When the waiter had gone, leaving them alone, Fedderman, not knowing what else to say, nodded toward his coffee cup and said, “I drink too much of the stuff.”
“So why don’t you cut back?”
“We call it cop pop,” Fedderman said. “I’m afraid I’m addicted.”
Why am I boring this woman with this banal crap? What must she think of me?
“Are you a fashion designer, too?” Fedderman the sparkling conversationalist asked, no doubt reminding her of her sister, whom they’d recently seen dead at the morgue. Not to mention that Penny was dressed today in faded jeans and a clean-looking but slightly threadbare sleeveless blouse.
He sighed hopelessly and grinned. Honesty was the best policy. He knew that. He was a cop. “You’ve gotta excuse me for ma
king an ass of myself. I’m not used to talking to attractive women under these circumstances unless it might lead to me putting the cuffs on them.”
No! I didn’t mean it that way.
“Well, there’s a novel approach,” she said.
She stared at him seriously, smiled, and then laughed an abandoned, throaty laugh that he liked a lot.
Their conversation yesterday in a Starbucks a few blocks from the morgue had been strained and not without Penny’s tears. She’d told Fedderman she was surprised by how deeply depressed she felt, since she and the victim hadn’t been all that close.
That was something Fedderman decided to explore, now that Penny was less depressed. And it pertained to the case, lending to his comforting delusion that he was working here.
“You mentioned yesterday that you and Nora weren’t all that close.”
“This gonna be Q and A?” Penny asked.
Fedderman was surprised. Then he said, “That’s what we call our business sometimes, for Quinn and Associates Investigations.” He smiled. “We do Q and A, Penny, but that’s not what I’m doing this morning.”
“You’re taking a break from the case?”
“A short one. With you.”
“Your boss Quinn is an impressive man, but he’s also frightening.”
“He’s on the hunt,” Fedderman said.

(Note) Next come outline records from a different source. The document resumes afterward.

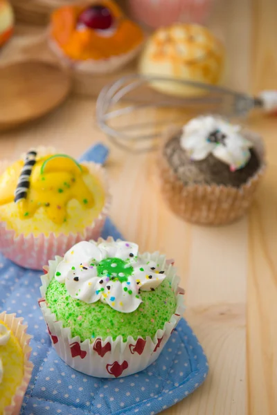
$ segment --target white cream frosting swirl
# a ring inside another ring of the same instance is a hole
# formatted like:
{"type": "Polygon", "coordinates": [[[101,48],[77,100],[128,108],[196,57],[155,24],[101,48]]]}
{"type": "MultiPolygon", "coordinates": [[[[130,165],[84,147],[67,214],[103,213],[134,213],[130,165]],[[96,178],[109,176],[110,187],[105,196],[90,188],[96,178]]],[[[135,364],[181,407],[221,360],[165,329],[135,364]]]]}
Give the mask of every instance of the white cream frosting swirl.
{"type": "Polygon", "coordinates": [[[82,241],[65,254],[55,278],[73,298],[88,304],[100,299],[117,311],[132,313],[142,302],[139,290],[153,290],[166,278],[157,264],[146,262],[132,242],[82,241]]]}
{"type": "MultiPolygon", "coordinates": [[[[0,323],[0,347],[1,346],[5,346],[7,344],[9,338],[10,337],[10,333],[8,330],[8,329],[0,323]]],[[[0,358],[0,383],[2,382],[3,376],[3,368],[2,360],[0,358]]]]}
{"type": "Polygon", "coordinates": [[[241,133],[239,125],[211,116],[193,118],[183,127],[181,147],[190,158],[204,160],[210,154],[230,166],[232,172],[249,160],[253,144],[241,133]]]}

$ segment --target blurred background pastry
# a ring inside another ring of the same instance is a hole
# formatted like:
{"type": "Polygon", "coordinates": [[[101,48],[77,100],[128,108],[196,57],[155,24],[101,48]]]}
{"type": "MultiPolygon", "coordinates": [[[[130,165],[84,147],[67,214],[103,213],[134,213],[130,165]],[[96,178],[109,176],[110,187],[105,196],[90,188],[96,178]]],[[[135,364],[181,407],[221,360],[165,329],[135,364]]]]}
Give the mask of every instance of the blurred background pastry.
{"type": "Polygon", "coordinates": [[[111,0],[66,6],[51,17],[50,45],[78,71],[113,72],[136,56],[143,41],[141,28],[111,0]]]}
{"type": "Polygon", "coordinates": [[[201,225],[243,216],[265,170],[262,138],[219,116],[170,131],[159,158],[162,193],[173,212],[201,225]]]}
{"type": "Polygon", "coordinates": [[[6,0],[0,0],[0,47],[13,32],[14,16],[12,6],[6,0]]]}
{"type": "Polygon", "coordinates": [[[202,24],[213,3],[213,0],[129,0],[129,8],[140,23],[157,28],[176,21],[202,24]]]}
{"type": "MultiPolygon", "coordinates": [[[[159,75],[216,85],[222,77],[224,50],[207,29],[177,23],[157,30],[148,42],[139,69],[143,75],[159,75]]],[[[155,82],[152,86],[175,95],[203,93],[179,83],[155,82]]]]}

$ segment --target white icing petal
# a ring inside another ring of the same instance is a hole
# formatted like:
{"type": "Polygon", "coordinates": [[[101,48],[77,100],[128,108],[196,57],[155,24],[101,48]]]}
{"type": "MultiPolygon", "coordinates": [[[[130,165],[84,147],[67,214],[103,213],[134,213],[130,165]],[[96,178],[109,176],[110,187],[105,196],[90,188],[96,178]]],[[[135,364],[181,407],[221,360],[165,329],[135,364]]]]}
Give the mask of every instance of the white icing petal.
{"type": "Polygon", "coordinates": [[[102,281],[101,278],[97,277],[97,273],[93,270],[82,272],[71,270],[66,275],[65,286],[73,298],[90,304],[100,297],[100,290],[103,284],[101,285],[100,281],[102,281]]]}
{"type": "Polygon", "coordinates": [[[3,369],[2,360],[0,358],[0,384],[2,382],[3,380],[3,371],[4,370],[3,369]]]}
{"type": "Polygon", "coordinates": [[[181,147],[188,151],[192,160],[205,159],[208,154],[229,165],[231,170],[240,169],[248,163],[253,144],[240,133],[240,127],[221,118],[201,116],[191,120],[183,128],[181,147]],[[211,142],[210,135],[218,131],[222,141],[211,142]]]}
{"type": "Polygon", "coordinates": [[[132,313],[142,302],[138,293],[138,287],[132,277],[129,277],[127,282],[122,284],[119,281],[111,281],[106,285],[105,294],[107,297],[101,297],[101,301],[103,303],[107,302],[117,311],[132,313]],[[124,288],[127,290],[125,290],[124,288]],[[136,297],[136,295],[138,295],[138,298],[136,297]]]}
{"type": "Polygon", "coordinates": [[[150,261],[147,265],[138,264],[134,267],[134,277],[136,282],[138,282],[138,288],[143,291],[151,291],[151,288],[157,288],[166,278],[166,274],[160,274],[157,264],[150,261]],[[154,270],[151,269],[154,268],[154,270]],[[141,270],[143,270],[143,271],[141,270]]]}
{"type": "Polygon", "coordinates": [[[72,267],[78,271],[81,264],[89,267],[91,261],[98,263],[102,259],[102,253],[96,245],[86,241],[79,242],[67,251],[57,266],[55,279],[59,282],[65,282],[66,275],[71,271],[72,267]]]}
{"type": "Polygon", "coordinates": [[[98,248],[106,258],[119,258],[123,261],[129,259],[131,262],[135,260],[138,252],[138,246],[127,241],[102,242],[98,248]]]}
{"type": "Polygon", "coordinates": [[[5,346],[10,337],[10,332],[3,324],[0,324],[0,346],[5,346]]]}
{"type": "Polygon", "coordinates": [[[69,250],[57,267],[56,279],[65,283],[73,298],[87,304],[100,299],[118,311],[134,311],[142,302],[139,289],[154,289],[166,275],[151,270],[157,268],[154,261],[145,264],[136,243],[125,241],[96,243],[80,242],[69,250]]]}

The last thing he wanted was to talk about Quinn.
The waiter came and Penny added cream to her tea and then stirred in the contents of a pink packet of sweetener.

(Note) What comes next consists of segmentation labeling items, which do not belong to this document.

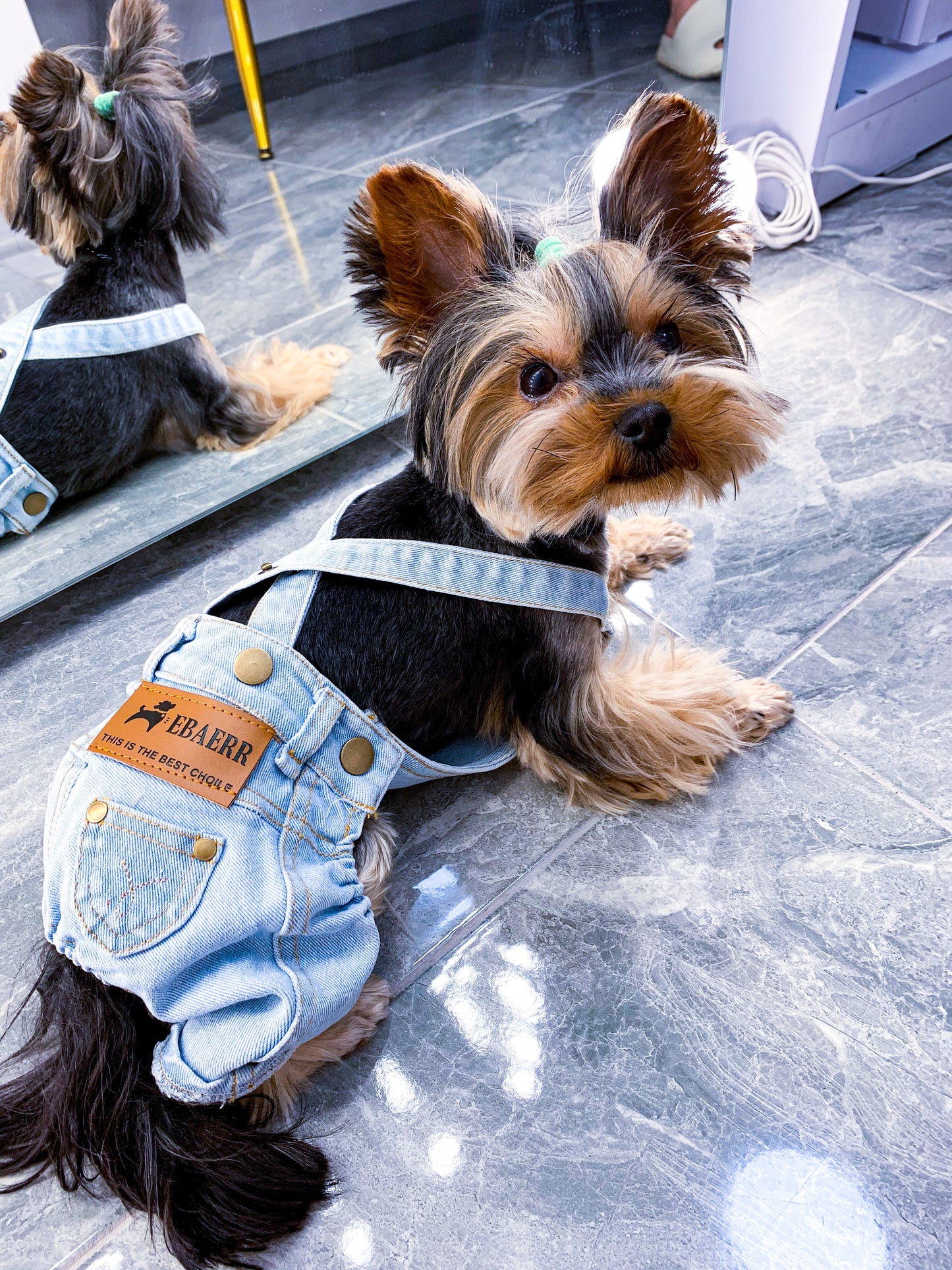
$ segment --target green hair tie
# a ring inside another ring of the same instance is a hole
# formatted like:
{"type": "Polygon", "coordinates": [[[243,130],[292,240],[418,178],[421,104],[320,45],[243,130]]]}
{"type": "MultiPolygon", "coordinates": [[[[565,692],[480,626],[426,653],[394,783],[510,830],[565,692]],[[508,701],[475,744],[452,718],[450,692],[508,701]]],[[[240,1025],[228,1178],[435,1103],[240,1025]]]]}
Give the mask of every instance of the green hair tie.
{"type": "Polygon", "coordinates": [[[557,237],[542,239],[536,248],[536,259],[539,264],[548,264],[550,260],[561,260],[564,255],[567,255],[567,248],[557,237]]]}
{"type": "Polygon", "coordinates": [[[118,88],[114,88],[112,93],[100,93],[98,98],[93,102],[93,109],[96,114],[102,114],[104,119],[116,118],[116,98],[119,95],[118,88]]]}

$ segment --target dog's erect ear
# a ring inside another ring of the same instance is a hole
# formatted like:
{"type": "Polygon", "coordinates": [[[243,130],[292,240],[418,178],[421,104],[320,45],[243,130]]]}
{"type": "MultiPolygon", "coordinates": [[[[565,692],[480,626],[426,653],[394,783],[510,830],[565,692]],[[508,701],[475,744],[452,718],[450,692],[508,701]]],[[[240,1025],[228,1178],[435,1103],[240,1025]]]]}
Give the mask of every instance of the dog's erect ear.
{"type": "Polygon", "coordinates": [[[39,142],[38,156],[42,161],[60,161],[61,151],[85,113],[85,86],[81,67],[48,48],[41,50],[27,67],[10,107],[29,132],[33,145],[39,142]]]}
{"type": "Polygon", "coordinates": [[[741,290],[753,243],[729,202],[715,121],[677,93],[644,93],[619,127],[628,138],[599,194],[602,236],[669,253],[704,282],[741,290]]]}
{"type": "Polygon", "coordinates": [[[501,246],[495,208],[471,182],[413,163],[369,178],[345,239],[357,304],[387,337],[387,370],[420,357],[433,323],[501,246]]]}
{"type": "Polygon", "coordinates": [[[114,174],[104,161],[112,138],[93,110],[95,93],[81,66],[42,50],[10,97],[28,144],[6,215],[14,230],[25,230],[61,264],[83,243],[102,241],[102,215],[113,189],[114,174]]]}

“I suppose Nora and I weren’t close because we were ten years apart,” she said. “Our father left us a few days after Nora was born. He was an NYU professor who ran off to Mexico with one of his students. A month later they were both killed when a bus they were in ran through a barrier and rolled down a mountainside.”

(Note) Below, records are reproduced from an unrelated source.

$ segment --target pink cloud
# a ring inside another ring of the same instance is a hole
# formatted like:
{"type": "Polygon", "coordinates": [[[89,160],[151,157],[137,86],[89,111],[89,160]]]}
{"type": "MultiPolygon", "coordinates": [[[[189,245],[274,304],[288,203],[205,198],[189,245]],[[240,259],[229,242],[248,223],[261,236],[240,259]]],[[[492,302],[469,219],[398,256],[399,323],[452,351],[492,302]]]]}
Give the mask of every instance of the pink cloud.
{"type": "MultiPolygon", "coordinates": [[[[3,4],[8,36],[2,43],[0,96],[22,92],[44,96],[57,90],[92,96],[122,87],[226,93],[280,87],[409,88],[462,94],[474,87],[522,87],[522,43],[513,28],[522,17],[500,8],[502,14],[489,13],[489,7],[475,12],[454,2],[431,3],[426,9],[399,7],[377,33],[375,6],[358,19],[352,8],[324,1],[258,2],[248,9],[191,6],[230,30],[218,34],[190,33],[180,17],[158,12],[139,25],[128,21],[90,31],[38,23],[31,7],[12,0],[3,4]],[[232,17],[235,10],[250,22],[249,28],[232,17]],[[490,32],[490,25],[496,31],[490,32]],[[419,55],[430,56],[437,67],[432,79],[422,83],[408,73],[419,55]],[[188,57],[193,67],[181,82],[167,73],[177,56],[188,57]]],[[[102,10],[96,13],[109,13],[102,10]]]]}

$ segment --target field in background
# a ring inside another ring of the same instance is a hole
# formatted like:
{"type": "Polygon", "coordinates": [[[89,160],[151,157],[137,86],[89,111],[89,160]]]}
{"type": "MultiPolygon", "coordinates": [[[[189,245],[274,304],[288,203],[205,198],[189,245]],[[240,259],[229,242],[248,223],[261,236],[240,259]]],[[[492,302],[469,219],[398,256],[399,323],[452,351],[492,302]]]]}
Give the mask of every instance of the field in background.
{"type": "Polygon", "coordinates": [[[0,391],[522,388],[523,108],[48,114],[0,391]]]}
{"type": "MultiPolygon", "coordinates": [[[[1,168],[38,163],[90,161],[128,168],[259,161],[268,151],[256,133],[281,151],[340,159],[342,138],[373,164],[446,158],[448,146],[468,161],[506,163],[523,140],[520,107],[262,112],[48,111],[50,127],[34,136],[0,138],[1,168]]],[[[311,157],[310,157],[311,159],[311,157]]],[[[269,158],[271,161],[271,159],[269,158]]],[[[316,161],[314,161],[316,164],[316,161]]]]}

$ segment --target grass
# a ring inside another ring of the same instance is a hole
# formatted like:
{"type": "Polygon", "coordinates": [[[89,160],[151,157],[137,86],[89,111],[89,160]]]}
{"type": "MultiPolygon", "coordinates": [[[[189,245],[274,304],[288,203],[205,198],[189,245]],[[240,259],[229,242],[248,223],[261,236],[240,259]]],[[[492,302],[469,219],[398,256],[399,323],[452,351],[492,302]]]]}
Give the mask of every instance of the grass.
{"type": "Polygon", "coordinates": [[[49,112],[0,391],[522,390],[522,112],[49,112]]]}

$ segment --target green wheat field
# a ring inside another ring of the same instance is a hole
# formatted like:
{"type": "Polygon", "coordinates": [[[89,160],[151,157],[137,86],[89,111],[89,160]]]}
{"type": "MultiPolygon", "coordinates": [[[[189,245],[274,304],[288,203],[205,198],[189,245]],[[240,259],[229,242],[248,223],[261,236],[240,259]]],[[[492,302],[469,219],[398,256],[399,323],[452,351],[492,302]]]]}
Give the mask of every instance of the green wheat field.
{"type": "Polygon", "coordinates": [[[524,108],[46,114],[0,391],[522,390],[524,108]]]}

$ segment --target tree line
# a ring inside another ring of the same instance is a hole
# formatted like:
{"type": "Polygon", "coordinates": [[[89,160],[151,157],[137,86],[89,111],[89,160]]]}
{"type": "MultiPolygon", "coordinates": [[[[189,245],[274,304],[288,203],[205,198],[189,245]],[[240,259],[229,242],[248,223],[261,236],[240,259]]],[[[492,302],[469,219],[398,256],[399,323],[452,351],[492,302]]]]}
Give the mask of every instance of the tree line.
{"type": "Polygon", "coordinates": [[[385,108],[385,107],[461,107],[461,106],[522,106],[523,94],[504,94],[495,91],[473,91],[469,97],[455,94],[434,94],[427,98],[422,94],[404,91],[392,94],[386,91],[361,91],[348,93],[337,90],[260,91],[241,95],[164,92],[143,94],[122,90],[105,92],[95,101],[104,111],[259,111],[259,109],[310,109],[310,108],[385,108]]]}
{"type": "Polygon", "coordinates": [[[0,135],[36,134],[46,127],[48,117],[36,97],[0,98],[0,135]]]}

“Still,” Fedderman said, “Nora was your blood relation. That means something.”
“Apparently it does,” she said. He thought she was near tears again, but this morning she disdained them. “We only saw each other on holidays or other family get-togethers. About five years ago, my mother died of pneumonia, and I doubt if Nora and I saw each other half a dozen times after the funeral.”
He sipped his coffee and watched her over the arc of the cup rim.